Installation is simple: plug the drive in, install the MicroSolutions parallel port driver from floppy and then the required version of the Seagate software from CD. I didn't have any problems, but if you do, the only help with solving parallel port issues is buried in a README file on the floppy, with the manual itself being minimalist.

MicroSolutions claims the drive can manage 30Mb/min, though 'actual speed is dependent on host PC'. My tests were on a Pentium 166 with a late model Gigabyte HX motherboard, 40Mb of EDO RAM and a Fujitsu 2.5Gb hard drive. The drive was defragmented prior to tests. The parallel port was an ECP/EPP v1.9. Even so, I found speed varied from about 15Mb to 21Mb/mine, depending on exactly what was being backed up. The drive certainly spent time hacking back and forth and did not stream smoothly. Backing up the whole drive (771Mb) took 43 minutes and ten seconds. This averages out at 17.7Mb/min.

The Seagate software provided is competent and probably the most widely used non-server backup software in the world. The interface is simple to use and has most of the desired features. But the version of the Seagate software supplied for Windows 95 (1.15) is out of date. The latest version (2) can create a recovery disk which can boot the PC, load the necessary drivers, and run a simple recovery utility which will restore the drive in one step.

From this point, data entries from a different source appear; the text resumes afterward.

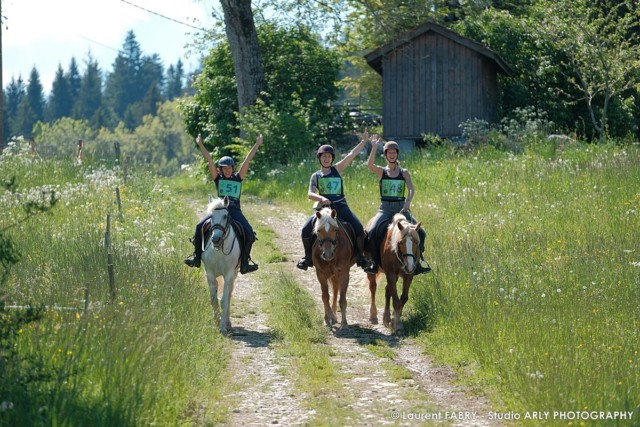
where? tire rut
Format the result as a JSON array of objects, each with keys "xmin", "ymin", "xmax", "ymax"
[{"xmin": 208, "ymin": 199, "xmax": 499, "ymax": 426}]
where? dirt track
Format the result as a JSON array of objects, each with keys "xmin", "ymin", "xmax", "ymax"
[{"xmin": 206, "ymin": 202, "xmax": 497, "ymax": 426}]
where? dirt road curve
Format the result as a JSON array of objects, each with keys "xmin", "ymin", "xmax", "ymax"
[{"xmin": 211, "ymin": 202, "xmax": 497, "ymax": 426}]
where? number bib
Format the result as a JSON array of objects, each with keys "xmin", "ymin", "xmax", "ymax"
[
  {"xmin": 218, "ymin": 179, "xmax": 242, "ymax": 200},
  {"xmin": 380, "ymin": 179, "xmax": 404, "ymax": 199},
  {"xmin": 318, "ymin": 177, "xmax": 342, "ymax": 196}
]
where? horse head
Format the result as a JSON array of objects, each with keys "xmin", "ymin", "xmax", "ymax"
[
  {"xmin": 390, "ymin": 214, "xmax": 421, "ymax": 274},
  {"xmin": 207, "ymin": 196, "xmax": 230, "ymax": 250},
  {"xmin": 314, "ymin": 207, "xmax": 340, "ymax": 261}
]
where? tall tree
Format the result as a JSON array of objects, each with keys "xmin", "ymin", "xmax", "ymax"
[
  {"xmin": 105, "ymin": 30, "xmax": 147, "ymax": 118},
  {"xmin": 12, "ymin": 67, "xmax": 45, "ymax": 138},
  {"xmin": 46, "ymin": 64, "xmax": 73, "ymax": 122},
  {"xmin": 73, "ymin": 54, "xmax": 106, "ymax": 128},
  {"xmin": 65, "ymin": 58, "xmax": 82, "ymax": 113},
  {"xmin": 538, "ymin": 0, "xmax": 640, "ymax": 140},
  {"xmin": 166, "ymin": 59, "xmax": 184, "ymax": 101},
  {"xmin": 27, "ymin": 67, "xmax": 46, "ymax": 124},
  {"xmin": 220, "ymin": 0, "xmax": 264, "ymax": 114},
  {"xmin": 5, "ymin": 75, "xmax": 27, "ymax": 138}
]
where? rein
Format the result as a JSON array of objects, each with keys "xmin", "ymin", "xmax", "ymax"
[
  {"xmin": 393, "ymin": 230, "xmax": 417, "ymax": 270},
  {"xmin": 202, "ymin": 207, "xmax": 237, "ymax": 255}
]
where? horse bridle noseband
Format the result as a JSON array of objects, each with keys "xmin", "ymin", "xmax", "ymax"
[
  {"xmin": 209, "ymin": 207, "xmax": 236, "ymax": 255},
  {"xmin": 394, "ymin": 236, "xmax": 417, "ymax": 271}
]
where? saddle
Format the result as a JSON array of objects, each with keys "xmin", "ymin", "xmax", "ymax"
[
  {"xmin": 311, "ymin": 218, "xmax": 356, "ymax": 248},
  {"xmin": 202, "ymin": 217, "xmax": 246, "ymax": 254},
  {"xmin": 364, "ymin": 218, "xmax": 391, "ymax": 264}
]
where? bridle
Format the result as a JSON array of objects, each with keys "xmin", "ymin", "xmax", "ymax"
[
  {"xmin": 394, "ymin": 233, "xmax": 417, "ymax": 274},
  {"xmin": 209, "ymin": 206, "xmax": 236, "ymax": 255}
]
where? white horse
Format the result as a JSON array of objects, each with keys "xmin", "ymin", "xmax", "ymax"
[{"xmin": 202, "ymin": 196, "xmax": 240, "ymax": 334}]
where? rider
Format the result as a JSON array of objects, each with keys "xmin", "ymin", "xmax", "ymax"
[
  {"xmin": 184, "ymin": 134, "xmax": 262, "ymax": 274},
  {"xmin": 297, "ymin": 134, "xmax": 376, "ymax": 272},
  {"xmin": 365, "ymin": 130, "xmax": 431, "ymax": 274}
]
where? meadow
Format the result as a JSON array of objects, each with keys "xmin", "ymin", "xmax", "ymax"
[
  {"xmin": 0, "ymin": 136, "xmax": 640, "ymax": 425},
  {"xmin": 242, "ymin": 144, "xmax": 640, "ymax": 425}
]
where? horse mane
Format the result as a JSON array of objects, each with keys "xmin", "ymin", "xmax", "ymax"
[
  {"xmin": 207, "ymin": 197, "xmax": 224, "ymax": 213},
  {"xmin": 313, "ymin": 207, "xmax": 338, "ymax": 233},
  {"xmin": 389, "ymin": 214, "xmax": 415, "ymax": 250}
]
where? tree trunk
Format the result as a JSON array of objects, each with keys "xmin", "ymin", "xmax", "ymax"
[{"xmin": 220, "ymin": 0, "xmax": 264, "ymax": 114}]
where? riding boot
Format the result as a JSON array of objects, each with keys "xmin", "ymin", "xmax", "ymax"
[
  {"xmin": 365, "ymin": 234, "xmax": 380, "ymax": 273},
  {"xmin": 356, "ymin": 236, "xmax": 378, "ymax": 273},
  {"xmin": 413, "ymin": 228, "xmax": 431, "ymax": 276},
  {"xmin": 184, "ymin": 231, "xmax": 202, "ymax": 268},
  {"xmin": 296, "ymin": 237, "xmax": 313, "ymax": 270},
  {"xmin": 240, "ymin": 241, "xmax": 258, "ymax": 274}
]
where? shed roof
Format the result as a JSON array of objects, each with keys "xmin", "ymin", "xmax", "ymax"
[{"xmin": 364, "ymin": 22, "xmax": 512, "ymax": 76}]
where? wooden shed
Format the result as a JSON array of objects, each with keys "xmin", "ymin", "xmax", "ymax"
[{"xmin": 365, "ymin": 22, "xmax": 511, "ymax": 140}]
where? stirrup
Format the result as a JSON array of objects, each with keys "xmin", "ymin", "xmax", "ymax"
[
  {"xmin": 356, "ymin": 256, "xmax": 378, "ymax": 274},
  {"xmin": 184, "ymin": 254, "xmax": 200, "ymax": 268},
  {"xmin": 296, "ymin": 257, "xmax": 313, "ymax": 270},
  {"xmin": 413, "ymin": 263, "xmax": 431, "ymax": 276},
  {"xmin": 240, "ymin": 262, "xmax": 258, "ymax": 274}
]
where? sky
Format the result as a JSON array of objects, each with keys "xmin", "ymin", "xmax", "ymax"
[{"xmin": 0, "ymin": 0, "xmax": 217, "ymax": 94}]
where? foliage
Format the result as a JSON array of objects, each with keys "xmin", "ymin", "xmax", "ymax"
[
  {"xmin": 34, "ymin": 100, "xmax": 193, "ymax": 175},
  {"xmin": 2, "ymin": 31, "xmax": 188, "ymax": 142},
  {"xmin": 249, "ymin": 139, "xmax": 640, "ymax": 420},
  {"xmin": 182, "ymin": 24, "xmax": 338, "ymax": 166},
  {"xmin": 536, "ymin": 0, "xmax": 640, "ymax": 141},
  {"xmin": 0, "ymin": 153, "xmax": 228, "ymax": 425}
]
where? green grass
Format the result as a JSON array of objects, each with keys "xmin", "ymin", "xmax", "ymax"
[
  {"xmin": 250, "ymin": 141, "xmax": 640, "ymax": 423},
  {"xmin": 0, "ymin": 155, "xmax": 228, "ymax": 426},
  {"xmin": 6, "ymin": 140, "xmax": 640, "ymax": 425},
  {"xmin": 265, "ymin": 271, "xmax": 357, "ymax": 426}
]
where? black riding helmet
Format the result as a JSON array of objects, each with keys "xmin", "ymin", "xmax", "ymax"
[
  {"xmin": 218, "ymin": 156, "xmax": 236, "ymax": 168},
  {"xmin": 382, "ymin": 141, "xmax": 400, "ymax": 156},
  {"xmin": 316, "ymin": 144, "xmax": 336, "ymax": 161}
]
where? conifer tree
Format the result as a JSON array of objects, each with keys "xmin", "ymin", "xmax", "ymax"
[
  {"xmin": 4, "ymin": 76, "xmax": 27, "ymax": 139},
  {"xmin": 46, "ymin": 64, "xmax": 73, "ymax": 122}
]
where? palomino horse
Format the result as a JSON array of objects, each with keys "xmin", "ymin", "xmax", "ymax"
[
  {"xmin": 312, "ymin": 207, "xmax": 356, "ymax": 331},
  {"xmin": 202, "ymin": 196, "xmax": 240, "ymax": 334},
  {"xmin": 367, "ymin": 214, "xmax": 420, "ymax": 333}
]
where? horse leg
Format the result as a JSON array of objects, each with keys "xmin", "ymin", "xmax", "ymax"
[
  {"xmin": 367, "ymin": 273, "xmax": 378, "ymax": 325},
  {"xmin": 396, "ymin": 275, "xmax": 413, "ymax": 332},
  {"xmin": 382, "ymin": 273, "xmax": 398, "ymax": 329},
  {"xmin": 220, "ymin": 270, "xmax": 236, "ymax": 335},
  {"xmin": 334, "ymin": 270, "xmax": 349, "ymax": 331},
  {"xmin": 207, "ymin": 272, "xmax": 220, "ymax": 326},
  {"xmin": 318, "ymin": 276, "xmax": 333, "ymax": 327},
  {"xmin": 330, "ymin": 276, "xmax": 340, "ymax": 324}
]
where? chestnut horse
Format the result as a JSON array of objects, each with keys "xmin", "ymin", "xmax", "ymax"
[
  {"xmin": 312, "ymin": 207, "xmax": 356, "ymax": 331},
  {"xmin": 367, "ymin": 214, "xmax": 420, "ymax": 333}
]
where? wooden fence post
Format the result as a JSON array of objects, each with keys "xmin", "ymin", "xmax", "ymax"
[
  {"xmin": 104, "ymin": 214, "xmax": 111, "ymax": 250},
  {"xmin": 104, "ymin": 214, "xmax": 116, "ymax": 301},
  {"xmin": 116, "ymin": 187, "xmax": 124, "ymax": 222},
  {"xmin": 84, "ymin": 286, "xmax": 89, "ymax": 316}
]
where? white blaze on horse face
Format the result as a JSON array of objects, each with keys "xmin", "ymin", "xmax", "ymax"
[{"xmin": 405, "ymin": 232, "xmax": 416, "ymax": 272}]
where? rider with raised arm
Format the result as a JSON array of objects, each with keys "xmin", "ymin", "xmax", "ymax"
[
  {"xmin": 365, "ymin": 131, "xmax": 431, "ymax": 274},
  {"xmin": 297, "ymin": 132, "xmax": 376, "ymax": 272},
  {"xmin": 184, "ymin": 134, "xmax": 262, "ymax": 274}
]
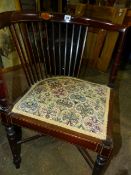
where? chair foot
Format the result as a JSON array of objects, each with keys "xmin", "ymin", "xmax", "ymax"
[
  {"xmin": 92, "ymin": 155, "xmax": 108, "ymax": 175},
  {"xmin": 5, "ymin": 125, "xmax": 22, "ymax": 169}
]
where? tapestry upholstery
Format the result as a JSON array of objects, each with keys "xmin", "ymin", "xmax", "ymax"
[{"xmin": 12, "ymin": 76, "xmax": 110, "ymax": 139}]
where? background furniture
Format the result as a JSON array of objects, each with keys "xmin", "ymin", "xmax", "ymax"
[{"xmin": 0, "ymin": 12, "xmax": 126, "ymax": 175}]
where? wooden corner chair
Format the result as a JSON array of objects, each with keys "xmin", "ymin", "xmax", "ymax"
[{"xmin": 0, "ymin": 11, "xmax": 126, "ymax": 175}]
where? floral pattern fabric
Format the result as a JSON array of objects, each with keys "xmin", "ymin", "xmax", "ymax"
[{"xmin": 12, "ymin": 76, "xmax": 110, "ymax": 139}]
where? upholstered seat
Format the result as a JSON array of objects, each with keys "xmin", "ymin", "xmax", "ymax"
[{"xmin": 12, "ymin": 76, "xmax": 110, "ymax": 139}]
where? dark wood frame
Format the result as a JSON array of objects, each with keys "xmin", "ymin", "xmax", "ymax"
[{"xmin": 0, "ymin": 12, "xmax": 126, "ymax": 175}]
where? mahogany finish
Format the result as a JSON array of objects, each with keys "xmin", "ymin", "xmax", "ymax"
[{"xmin": 0, "ymin": 11, "xmax": 126, "ymax": 175}]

The Backpack is a competent high-capacity, but relatively slow, backup solution. Upgrading the software to give the recovery option is strongly recommended, but otherwise the Backpack is well built and well featured. There are faster and cheaper non-portable solutions available such as Seagate's internal EIDE TR-4 drive at £215, but if you need portability the Backpack is a good, reasonable buy with a large capacity.

By Phil Evans

SPECIFICATIONS:
Portable backup for Windows 3.11, Windows 95 and DOS. Travan 4 tapes give 4Gb (up to 8Gb compressed).